Paradise Lost picks up with that, and builds on the theme of fear and how people react to it. We are told that the population of Earth overwhelmingly supports Leyton's security measures. We even see Sisko's father cooperating with them, despite his stubbornness in Part One. The power outage caused enough fear for people to crave safety, even at the expense of some liberty. Exactly according to Leyton's plans.
Still, this episode mostly lacks the atmosphere of fear that pervaded the first part, and that's one reason why it's not quite as good. Part One built up the sense of paranoia, so that when Sisko's father cut himself with the knife, we were looking for him to be a Changeling right along with Ben. This episode mostly is about explaining the full plot. It moves quickly and is never dull, but there's little time for atmosphere.
There is one wonderfully atmospheric scene, though. Right at about the midpoint, after the first of the three excellent Sisko/Leyton scenes, Sisko goes for a night walk. He is greeted by a friendly face: O'Brien. Who can't possibly be on Earth. This is, of course, a Changeling. Sisko thinks of calling for help - but as Changeling O'Brien points out, he'll be long gone before anyone arrives. So Sisko grants his request for a little chat, in which the Changeling talks pleasantly about how much damage just a handful of their number have caused on Earth.
"We're smarter than solids. we're better than you. And most importantly, we don't fear you the way you fear us. In the end, it's your fear that will destroy you."

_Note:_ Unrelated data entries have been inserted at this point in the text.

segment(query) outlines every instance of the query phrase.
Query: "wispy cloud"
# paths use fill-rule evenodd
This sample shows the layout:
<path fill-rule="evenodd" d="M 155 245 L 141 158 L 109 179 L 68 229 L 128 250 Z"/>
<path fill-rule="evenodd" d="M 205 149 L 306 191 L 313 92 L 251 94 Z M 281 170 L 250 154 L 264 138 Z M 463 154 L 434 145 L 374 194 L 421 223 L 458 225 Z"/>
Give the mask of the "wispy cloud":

A nice, creepy reminder of the genuine Changeling threat in an episode otherwise focused on the internal threat of Leyton's coup.

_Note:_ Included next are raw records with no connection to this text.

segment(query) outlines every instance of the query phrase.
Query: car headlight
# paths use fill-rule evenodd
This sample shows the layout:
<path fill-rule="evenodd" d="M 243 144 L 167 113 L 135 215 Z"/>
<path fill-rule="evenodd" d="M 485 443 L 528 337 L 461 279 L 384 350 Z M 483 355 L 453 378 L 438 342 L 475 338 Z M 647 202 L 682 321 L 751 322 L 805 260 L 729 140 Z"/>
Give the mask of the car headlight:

And yes, as we discover, Leyton's plot is to stage a coup against the democratically-elected President. It's Deep Space 9's version of Seven Days in May, with the final scene between Sisko and Leyton a direct reflection of the final scene between Burt Lancaster and Kirk Douglas in that film. Right down to Sisko telling Leyton that he used to consider him a man of honor.
A good episode, and a well-scripted finale to a very fine two-parter. It isn't quite up there with Part One, but that shouldn't be held against it.
Episode Rating: 8/10.
Overall Rating for Homefront/Paradise Lost: 9/10.